Toddler-LLM (fully pre-trained on CHILDES)
Overview
- Model name: Toddler-LLM
- Type: Decoder-only small LM for toddler-like dialogue
- Status: Fully pre-trained from scratch on child-directed speech, then SFT + GRPO
- Primary language: English
- Target behavior: Coherent, short, child-like responses (approx. 2–3 years old)
- Parameter count: ~155M (see config below)
- Intended domain: Parent–child conversational exchanges
Model architecture
- hidden_size: 672
- intermediate_size: 1809
- num_hidden_layers: 31
- num_attention_heads: 12
- num_key_value_heads: 4
- max_position_embeddings: 256
- vocab_size: 8192
- lower-case-only tokenizer
- tie_word_embeddings: true
- rope_theta: 10000.0
- max input length: 256 tokens
Training data
- Source: CHILDES (filtered, English-only)
- Approx. 14M tokens after filtering
- Pretraining exclusively on child-directed speech (no large-scale adult corpora)

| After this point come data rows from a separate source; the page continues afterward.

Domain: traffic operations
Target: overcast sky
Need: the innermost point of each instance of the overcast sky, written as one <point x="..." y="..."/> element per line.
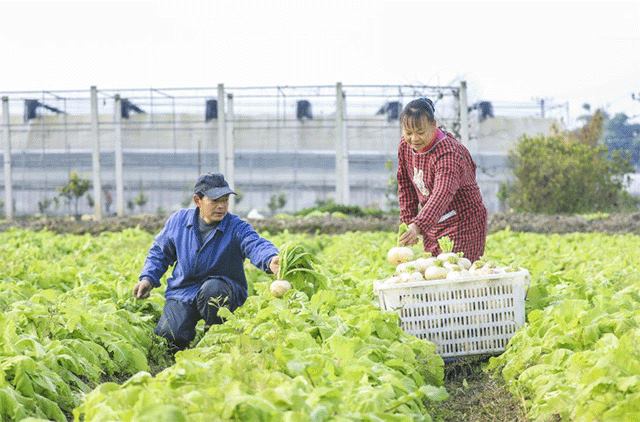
<point x="512" y="51"/>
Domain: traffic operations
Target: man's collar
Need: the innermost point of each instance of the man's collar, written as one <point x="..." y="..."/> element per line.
<point x="193" y="220"/>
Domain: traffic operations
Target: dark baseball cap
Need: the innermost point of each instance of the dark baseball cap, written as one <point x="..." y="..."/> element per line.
<point x="213" y="186"/>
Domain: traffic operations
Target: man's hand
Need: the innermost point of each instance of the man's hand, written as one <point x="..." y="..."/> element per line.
<point x="274" y="264"/>
<point x="410" y="237"/>
<point x="142" y="290"/>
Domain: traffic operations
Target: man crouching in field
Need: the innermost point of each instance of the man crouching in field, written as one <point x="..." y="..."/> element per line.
<point x="208" y="246"/>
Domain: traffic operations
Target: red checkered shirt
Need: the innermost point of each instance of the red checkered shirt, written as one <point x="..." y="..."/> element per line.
<point x="437" y="191"/>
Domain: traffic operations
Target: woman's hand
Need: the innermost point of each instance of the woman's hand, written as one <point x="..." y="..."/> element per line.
<point x="410" y="237"/>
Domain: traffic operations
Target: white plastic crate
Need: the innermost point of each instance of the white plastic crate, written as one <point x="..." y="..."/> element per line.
<point x="469" y="316"/>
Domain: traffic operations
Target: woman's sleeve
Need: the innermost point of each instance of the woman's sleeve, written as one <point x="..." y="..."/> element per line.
<point x="407" y="196"/>
<point x="446" y="183"/>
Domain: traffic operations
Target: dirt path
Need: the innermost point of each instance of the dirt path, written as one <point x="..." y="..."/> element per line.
<point x="475" y="396"/>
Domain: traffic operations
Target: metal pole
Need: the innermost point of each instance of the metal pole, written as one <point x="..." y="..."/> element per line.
<point x="222" y="132"/>
<point x="342" y="151"/>
<point x="8" y="182"/>
<point x="464" y="118"/>
<point x="230" y="165"/>
<point x="118" y="157"/>
<point x="97" y="184"/>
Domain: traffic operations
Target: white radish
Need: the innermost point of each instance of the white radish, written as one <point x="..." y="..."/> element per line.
<point x="451" y="267"/>
<point x="448" y="257"/>
<point x="417" y="276"/>
<point x="422" y="264"/>
<point x="464" y="263"/>
<point x="279" y="287"/>
<point x="404" y="278"/>
<point x="406" y="267"/>
<point x="435" y="273"/>
<point x="399" y="254"/>
<point x="457" y="275"/>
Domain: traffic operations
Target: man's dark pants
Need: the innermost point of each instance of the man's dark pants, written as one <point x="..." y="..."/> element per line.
<point x="178" y="321"/>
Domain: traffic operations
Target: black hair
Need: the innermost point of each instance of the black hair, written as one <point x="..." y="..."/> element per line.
<point x="416" y="111"/>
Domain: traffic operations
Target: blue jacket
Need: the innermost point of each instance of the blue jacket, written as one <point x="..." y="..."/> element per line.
<point x="222" y="254"/>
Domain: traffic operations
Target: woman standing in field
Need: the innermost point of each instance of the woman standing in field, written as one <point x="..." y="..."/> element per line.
<point x="437" y="188"/>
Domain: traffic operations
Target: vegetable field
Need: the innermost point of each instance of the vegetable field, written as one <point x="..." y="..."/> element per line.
<point x="76" y="345"/>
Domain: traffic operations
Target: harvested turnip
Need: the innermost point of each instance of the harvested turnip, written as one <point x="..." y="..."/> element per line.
<point x="416" y="276"/>
<point x="449" y="257"/>
<point x="392" y="280"/>
<point x="399" y="255"/>
<point x="406" y="267"/>
<point x="404" y="278"/>
<point x="456" y="275"/>
<point x="279" y="287"/>
<point x="464" y="263"/>
<point x="451" y="267"/>
<point x="435" y="273"/>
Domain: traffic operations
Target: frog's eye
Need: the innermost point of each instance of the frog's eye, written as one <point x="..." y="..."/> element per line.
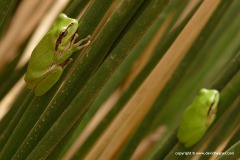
<point x="63" y="33"/>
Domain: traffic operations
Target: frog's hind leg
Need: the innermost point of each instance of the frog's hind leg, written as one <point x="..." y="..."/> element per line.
<point x="48" y="81"/>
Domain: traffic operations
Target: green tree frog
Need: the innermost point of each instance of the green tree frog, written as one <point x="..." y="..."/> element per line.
<point x="52" y="54"/>
<point x="198" y="117"/>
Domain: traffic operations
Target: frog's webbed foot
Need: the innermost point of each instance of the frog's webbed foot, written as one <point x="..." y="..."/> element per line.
<point x="66" y="63"/>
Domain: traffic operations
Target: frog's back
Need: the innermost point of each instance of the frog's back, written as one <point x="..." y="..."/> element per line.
<point x="41" y="59"/>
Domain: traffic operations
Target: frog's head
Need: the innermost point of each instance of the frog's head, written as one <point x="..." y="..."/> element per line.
<point x="66" y="29"/>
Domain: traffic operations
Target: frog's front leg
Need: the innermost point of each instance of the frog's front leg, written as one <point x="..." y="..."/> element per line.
<point x="72" y="47"/>
<point x="78" y="44"/>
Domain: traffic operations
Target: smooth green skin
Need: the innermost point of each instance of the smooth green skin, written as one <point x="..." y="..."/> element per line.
<point x="52" y="54"/>
<point x="198" y="117"/>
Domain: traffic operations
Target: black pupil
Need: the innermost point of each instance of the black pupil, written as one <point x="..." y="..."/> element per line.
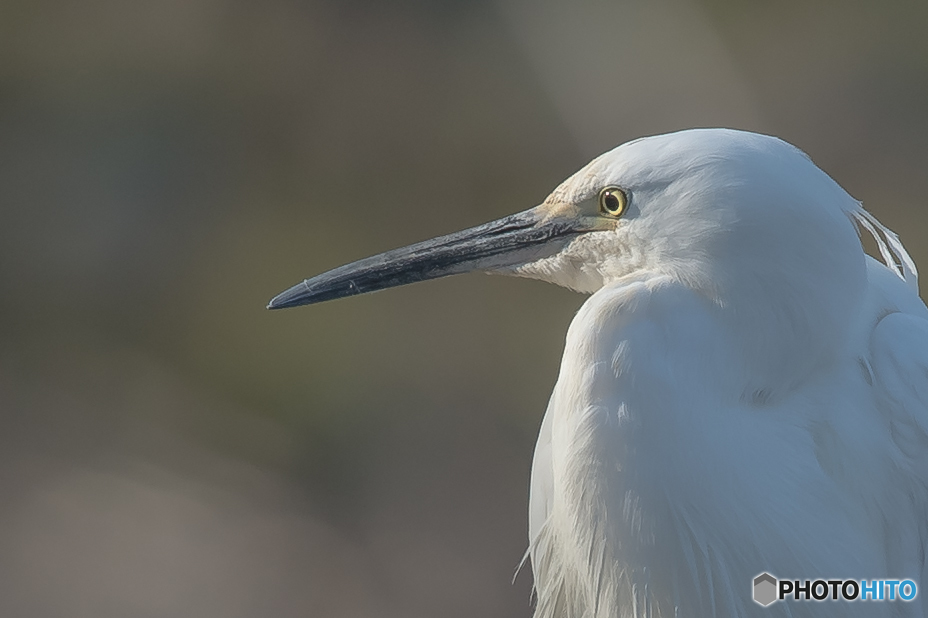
<point x="612" y="202"/>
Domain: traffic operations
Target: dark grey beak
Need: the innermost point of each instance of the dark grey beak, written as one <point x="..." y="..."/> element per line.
<point x="516" y="239"/>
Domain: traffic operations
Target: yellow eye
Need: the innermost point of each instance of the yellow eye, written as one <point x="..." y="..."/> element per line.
<point x="613" y="201"/>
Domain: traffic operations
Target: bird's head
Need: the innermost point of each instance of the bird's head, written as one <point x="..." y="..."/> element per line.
<point x="726" y="212"/>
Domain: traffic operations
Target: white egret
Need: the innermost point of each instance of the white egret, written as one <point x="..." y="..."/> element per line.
<point x="745" y="391"/>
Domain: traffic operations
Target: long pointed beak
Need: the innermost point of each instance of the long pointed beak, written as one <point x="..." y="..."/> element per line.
<point x="516" y="239"/>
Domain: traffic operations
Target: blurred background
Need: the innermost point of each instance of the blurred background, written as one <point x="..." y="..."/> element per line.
<point x="170" y="448"/>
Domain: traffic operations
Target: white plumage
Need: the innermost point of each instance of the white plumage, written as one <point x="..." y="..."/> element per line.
<point x="750" y="396"/>
<point x="744" y="391"/>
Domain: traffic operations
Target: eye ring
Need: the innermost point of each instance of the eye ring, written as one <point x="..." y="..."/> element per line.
<point x="613" y="201"/>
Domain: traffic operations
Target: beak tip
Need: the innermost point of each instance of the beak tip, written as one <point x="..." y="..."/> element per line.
<point x="294" y="297"/>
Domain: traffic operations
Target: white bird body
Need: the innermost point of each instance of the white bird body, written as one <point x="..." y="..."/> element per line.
<point x="674" y="463"/>
<point x="744" y="392"/>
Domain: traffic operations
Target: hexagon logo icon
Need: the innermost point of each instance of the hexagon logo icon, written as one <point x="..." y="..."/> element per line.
<point x="765" y="589"/>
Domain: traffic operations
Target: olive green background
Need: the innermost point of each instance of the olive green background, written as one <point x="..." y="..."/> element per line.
<point x="170" y="448"/>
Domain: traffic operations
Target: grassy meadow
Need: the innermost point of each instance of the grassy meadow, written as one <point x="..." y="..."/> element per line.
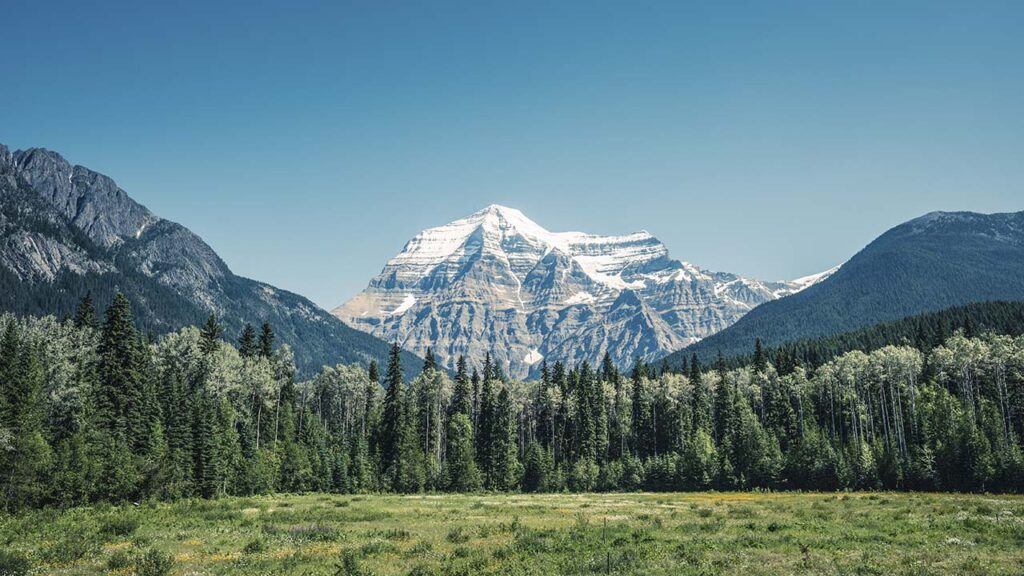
<point x="678" y="533"/>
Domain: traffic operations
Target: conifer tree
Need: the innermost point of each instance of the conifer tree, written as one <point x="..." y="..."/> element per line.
<point x="760" y="360"/>
<point x="85" y="315"/>
<point x="27" y="461"/>
<point x="429" y="362"/>
<point x="247" y="341"/>
<point x="211" y="334"/>
<point x="461" y="470"/>
<point x="266" y="340"/>
<point x="462" y="401"/>
<point x="700" y="400"/>
<point x="506" y="469"/>
<point x="119" y="403"/>
<point x="393" y="417"/>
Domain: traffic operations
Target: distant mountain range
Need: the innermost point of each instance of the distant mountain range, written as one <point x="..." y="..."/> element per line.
<point x="66" y="231"/>
<point x="493" y="282"/>
<point x="939" y="260"/>
<point x="497" y="282"/>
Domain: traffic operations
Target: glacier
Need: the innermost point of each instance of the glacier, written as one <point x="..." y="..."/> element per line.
<point x="498" y="282"/>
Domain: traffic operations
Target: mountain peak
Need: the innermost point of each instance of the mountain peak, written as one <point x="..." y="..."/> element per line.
<point x="498" y="282"/>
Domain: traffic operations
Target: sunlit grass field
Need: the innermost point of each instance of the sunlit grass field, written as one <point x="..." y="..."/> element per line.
<point x="702" y="533"/>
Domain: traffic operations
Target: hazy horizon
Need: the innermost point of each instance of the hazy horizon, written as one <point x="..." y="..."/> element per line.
<point x="307" y="147"/>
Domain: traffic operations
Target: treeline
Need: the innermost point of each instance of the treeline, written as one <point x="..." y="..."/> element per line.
<point x="923" y="331"/>
<point x="98" y="412"/>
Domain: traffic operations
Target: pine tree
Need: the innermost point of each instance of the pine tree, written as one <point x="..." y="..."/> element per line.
<point x="211" y="335"/>
<point x="85" y="315"/>
<point x="700" y="399"/>
<point x="120" y="400"/>
<point x="393" y="418"/>
<point x="461" y="470"/>
<point x="429" y="362"/>
<point x="266" y="340"/>
<point x="760" y="360"/>
<point x="27" y="461"/>
<point x="506" y="469"/>
<point x="247" y="341"/>
<point x="484" y="434"/>
<point x="536" y="468"/>
<point x="462" y="396"/>
<point x="373" y="372"/>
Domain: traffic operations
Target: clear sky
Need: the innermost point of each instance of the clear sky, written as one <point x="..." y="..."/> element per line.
<point x="307" y="141"/>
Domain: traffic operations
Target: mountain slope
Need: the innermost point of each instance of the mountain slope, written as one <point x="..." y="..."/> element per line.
<point x="497" y="282"/>
<point x="936" y="261"/>
<point x="66" y="231"/>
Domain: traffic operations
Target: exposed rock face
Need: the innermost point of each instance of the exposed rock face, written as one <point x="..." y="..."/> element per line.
<point x="936" y="261"/>
<point x="498" y="282"/>
<point x="66" y="230"/>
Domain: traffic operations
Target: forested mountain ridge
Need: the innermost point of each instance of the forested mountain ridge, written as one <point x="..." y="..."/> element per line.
<point x="67" y="231"/>
<point x="93" y="411"/>
<point x="923" y="331"/>
<point x="935" y="261"/>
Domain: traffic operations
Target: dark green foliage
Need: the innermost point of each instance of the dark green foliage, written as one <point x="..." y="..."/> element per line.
<point x="89" y="416"/>
<point x="247" y="341"/>
<point x="929" y="263"/>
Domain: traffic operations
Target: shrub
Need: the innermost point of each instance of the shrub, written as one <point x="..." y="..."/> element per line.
<point x="254" y="546"/>
<point x="13" y="564"/>
<point x="118" y="561"/>
<point x="154" y="563"/>
<point x="120" y="525"/>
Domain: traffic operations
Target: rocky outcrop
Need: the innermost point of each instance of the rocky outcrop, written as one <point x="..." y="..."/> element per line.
<point x="497" y="282"/>
<point x="66" y="231"/>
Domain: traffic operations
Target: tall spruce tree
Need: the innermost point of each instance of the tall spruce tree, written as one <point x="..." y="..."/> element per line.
<point x="266" y="340"/>
<point x="393" y="417"/>
<point x="247" y="341"/>
<point x="85" y="315"/>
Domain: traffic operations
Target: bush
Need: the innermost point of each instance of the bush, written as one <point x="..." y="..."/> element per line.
<point x="121" y="525"/>
<point x="13" y="564"/>
<point x="254" y="546"/>
<point x="155" y="563"/>
<point x="119" y="561"/>
<point x="458" y="536"/>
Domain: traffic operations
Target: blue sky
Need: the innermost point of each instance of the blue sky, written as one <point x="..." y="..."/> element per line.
<point x="307" y="141"/>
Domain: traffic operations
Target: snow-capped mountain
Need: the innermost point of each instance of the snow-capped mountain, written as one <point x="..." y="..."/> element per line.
<point x="498" y="282"/>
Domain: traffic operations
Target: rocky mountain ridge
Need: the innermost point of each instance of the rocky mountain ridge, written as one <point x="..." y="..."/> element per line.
<point x="498" y="282"/>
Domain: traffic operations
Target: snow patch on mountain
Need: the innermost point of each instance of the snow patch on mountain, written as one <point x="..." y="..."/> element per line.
<point x="498" y="282"/>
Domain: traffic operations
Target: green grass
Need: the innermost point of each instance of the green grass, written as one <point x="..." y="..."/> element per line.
<point x="705" y="533"/>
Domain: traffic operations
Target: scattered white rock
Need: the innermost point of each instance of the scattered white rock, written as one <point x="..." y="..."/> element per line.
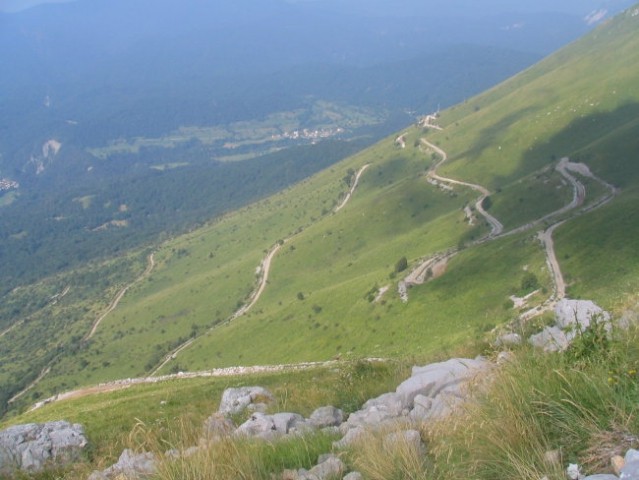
<point x="327" y="417"/>
<point x="130" y="465"/>
<point x="573" y="472"/>
<point x="571" y="317"/>
<point x="33" y="446"/>
<point x="236" y="400"/>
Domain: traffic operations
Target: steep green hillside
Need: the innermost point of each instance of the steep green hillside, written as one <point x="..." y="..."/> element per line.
<point x="323" y="296"/>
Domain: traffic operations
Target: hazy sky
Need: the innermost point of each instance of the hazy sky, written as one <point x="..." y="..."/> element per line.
<point x="17" y="5"/>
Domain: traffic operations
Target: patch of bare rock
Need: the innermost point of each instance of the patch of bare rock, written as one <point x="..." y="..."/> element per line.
<point x="34" y="447"/>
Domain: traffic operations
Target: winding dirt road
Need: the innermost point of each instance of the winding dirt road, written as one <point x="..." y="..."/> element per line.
<point x="118" y="298"/>
<point x="496" y="228"/>
<point x="353" y="187"/>
<point x="265" y="268"/>
<point x="564" y="167"/>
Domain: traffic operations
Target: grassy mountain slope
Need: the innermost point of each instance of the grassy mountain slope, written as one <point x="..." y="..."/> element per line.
<point x="581" y="102"/>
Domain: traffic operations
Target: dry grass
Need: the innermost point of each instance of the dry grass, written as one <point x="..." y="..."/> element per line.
<point x="379" y="458"/>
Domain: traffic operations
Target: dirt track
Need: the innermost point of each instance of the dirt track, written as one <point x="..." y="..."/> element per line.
<point x="265" y="268"/>
<point x="118" y="298"/>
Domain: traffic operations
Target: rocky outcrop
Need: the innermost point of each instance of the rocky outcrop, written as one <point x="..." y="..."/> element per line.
<point x="431" y="392"/>
<point x="236" y="400"/>
<point x="273" y="426"/>
<point x="33" y="447"/>
<point x="326" y="417"/>
<point x="571" y="318"/>
<point x="130" y="465"/>
<point x="328" y="467"/>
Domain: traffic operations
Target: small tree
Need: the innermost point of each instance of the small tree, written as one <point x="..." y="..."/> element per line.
<point x="401" y="265"/>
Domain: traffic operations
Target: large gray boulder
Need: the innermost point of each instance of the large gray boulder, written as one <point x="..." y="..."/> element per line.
<point x="274" y="426"/>
<point x="630" y="470"/>
<point x="216" y="427"/>
<point x="328" y="468"/>
<point x="550" y="339"/>
<point x="409" y="438"/>
<point x="236" y="400"/>
<point x="450" y="377"/>
<point x="570" y="313"/>
<point x="130" y="465"/>
<point x="326" y="417"/>
<point x="33" y="447"/>
<point x="571" y="317"/>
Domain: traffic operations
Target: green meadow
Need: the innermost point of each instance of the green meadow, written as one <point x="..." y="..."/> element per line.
<point x="319" y="301"/>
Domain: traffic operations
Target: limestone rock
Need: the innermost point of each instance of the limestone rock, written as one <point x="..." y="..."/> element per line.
<point x="351" y="436"/>
<point x="331" y="467"/>
<point x="216" y="427"/>
<point x="272" y="426"/>
<point x="259" y="425"/>
<point x="327" y="417"/>
<point x="354" y="476"/>
<point x="550" y="339"/>
<point x="630" y="470"/>
<point x="236" y="400"/>
<point x="450" y="377"/>
<point x="132" y="465"/>
<point x="411" y="438"/>
<point x="569" y="313"/>
<point x="508" y="340"/>
<point x="571" y="317"/>
<point x="617" y="463"/>
<point x="32" y="447"/>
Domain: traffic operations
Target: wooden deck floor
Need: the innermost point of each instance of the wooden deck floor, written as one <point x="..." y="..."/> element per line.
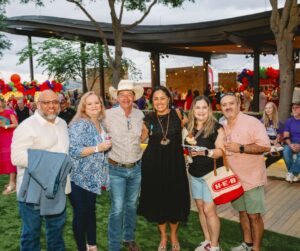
<point x="282" y="201"/>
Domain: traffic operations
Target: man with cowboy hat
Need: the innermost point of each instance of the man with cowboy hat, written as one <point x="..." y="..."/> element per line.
<point x="124" y="125"/>
<point x="291" y="137"/>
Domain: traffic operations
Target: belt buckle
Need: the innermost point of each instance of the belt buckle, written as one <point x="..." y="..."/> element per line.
<point x="130" y="165"/>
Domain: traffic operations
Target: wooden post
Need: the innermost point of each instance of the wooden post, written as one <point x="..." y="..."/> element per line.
<point x="206" y="62"/>
<point x="255" y="105"/>
<point x="30" y="58"/>
<point x="83" y="66"/>
<point x="101" y="71"/>
<point x="155" y="72"/>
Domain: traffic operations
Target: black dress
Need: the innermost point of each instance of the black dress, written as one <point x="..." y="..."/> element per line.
<point x="165" y="193"/>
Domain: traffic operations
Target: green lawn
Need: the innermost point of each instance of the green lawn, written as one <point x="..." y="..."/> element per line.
<point x="147" y="234"/>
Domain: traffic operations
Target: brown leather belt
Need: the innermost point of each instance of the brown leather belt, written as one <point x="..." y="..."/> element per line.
<point x="115" y="163"/>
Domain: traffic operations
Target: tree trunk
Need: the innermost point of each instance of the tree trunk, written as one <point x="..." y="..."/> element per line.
<point x="286" y="66"/>
<point x="284" y="24"/>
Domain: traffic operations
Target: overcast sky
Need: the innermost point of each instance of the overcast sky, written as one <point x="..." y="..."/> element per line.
<point x="200" y="11"/>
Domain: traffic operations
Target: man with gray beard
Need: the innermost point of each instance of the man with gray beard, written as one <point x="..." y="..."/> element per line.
<point x="42" y="131"/>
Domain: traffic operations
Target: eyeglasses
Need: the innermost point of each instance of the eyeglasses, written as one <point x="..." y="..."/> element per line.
<point x="129" y="125"/>
<point x="53" y="102"/>
<point x="227" y="94"/>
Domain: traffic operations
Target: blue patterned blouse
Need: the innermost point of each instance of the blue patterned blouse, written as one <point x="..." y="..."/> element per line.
<point x="90" y="172"/>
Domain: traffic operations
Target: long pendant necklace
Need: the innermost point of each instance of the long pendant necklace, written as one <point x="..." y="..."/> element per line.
<point x="164" y="141"/>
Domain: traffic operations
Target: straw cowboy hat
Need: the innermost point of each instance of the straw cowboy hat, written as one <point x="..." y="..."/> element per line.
<point x="127" y="85"/>
<point x="296" y="96"/>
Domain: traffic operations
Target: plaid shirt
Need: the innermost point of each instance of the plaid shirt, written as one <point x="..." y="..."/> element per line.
<point x="125" y="134"/>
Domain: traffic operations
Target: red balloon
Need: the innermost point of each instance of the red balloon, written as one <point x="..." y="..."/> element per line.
<point x="15" y="78"/>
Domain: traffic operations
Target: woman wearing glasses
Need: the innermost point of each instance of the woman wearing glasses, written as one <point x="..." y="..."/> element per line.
<point x="274" y="129"/>
<point x="204" y="131"/>
<point x="164" y="195"/>
<point x="89" y="174"/>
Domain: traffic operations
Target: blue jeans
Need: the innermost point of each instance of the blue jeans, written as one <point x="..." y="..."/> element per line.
<point x="124" y="191"/>
<point x="31" y="229"/>
<point x="84" y="216"/>
<point x="292" y="165"/>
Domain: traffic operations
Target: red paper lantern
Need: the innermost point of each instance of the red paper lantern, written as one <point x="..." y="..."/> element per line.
<point x="15" y="78"/>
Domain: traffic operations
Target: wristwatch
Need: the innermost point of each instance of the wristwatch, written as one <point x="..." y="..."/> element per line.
<point x="96" y="149"/>
<point x="242" y="148"/>
<point x="209" y="153"/>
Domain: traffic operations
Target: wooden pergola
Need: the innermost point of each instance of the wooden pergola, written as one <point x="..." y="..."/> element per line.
<point x="249" y="34"/>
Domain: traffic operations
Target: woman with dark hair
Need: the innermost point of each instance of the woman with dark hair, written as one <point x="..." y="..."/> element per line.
<point x="204" y="131"/>
<point x="88" y="147"/>
<point x="164" y="195"/>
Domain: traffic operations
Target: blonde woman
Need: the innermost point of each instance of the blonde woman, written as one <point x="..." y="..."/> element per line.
<point x="89" y="169"/>
<point x="274" y="130"/>
<point x="205" y="131"/>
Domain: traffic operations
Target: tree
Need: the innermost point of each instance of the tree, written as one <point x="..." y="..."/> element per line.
<point x="4" y="42"/>
<point x="284" y="25"/>
<point x="61" y="59"/>
<point x="118" y="28"/>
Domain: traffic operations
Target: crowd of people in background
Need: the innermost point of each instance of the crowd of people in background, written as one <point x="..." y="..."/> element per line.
<point x="103" y="147"/>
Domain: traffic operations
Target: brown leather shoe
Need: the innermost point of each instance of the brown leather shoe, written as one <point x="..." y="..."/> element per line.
<point x="131" y="246"/>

- Data filtering (for downstream SFT/GRPO): caregiver utterance clarity via RM-4 to select top 10% “helpful” caregiver prompts; coherence scoring for child utterances via RM-2
Training procedure
- Stage 1: Pre-training
- Library: Nanotron
- Objective: next-token prediction
- Steps: 25,000 (~64 epochs)
- Peak learning rate: 0.0025
- Loss convergence: just above 1.0
- Stage 2: Chat SFT
- Adapted to SmolLM2 Instruct chat template and special tokens
- Library: unsloth (response-only SFT)
- Curriculum on increasingly higher-quality subsets (by RM-2 and RM-4):
- Top 10%: LR 9e-4, 2 epochs
- Top 5%: LR 8e-4, 14 epochs
- Top 2.5%: LR 7e-4, 7 epochs
- Top 1.25%: LR 6e-4, 3 epochs
- Reached stable response coherence around loss ≈ 0.45
- Stage 3: GRPO optimization
- GRPO learning rate: 1e-5
- LoRA rank doubled vs. Step 1 (rank=128); target modules: [q,k,v,o,gate,up,down]
- Steps: 1000
- Reward weights: RM-1 (1.0), RM-2 (0.2), RM-3 (0.5)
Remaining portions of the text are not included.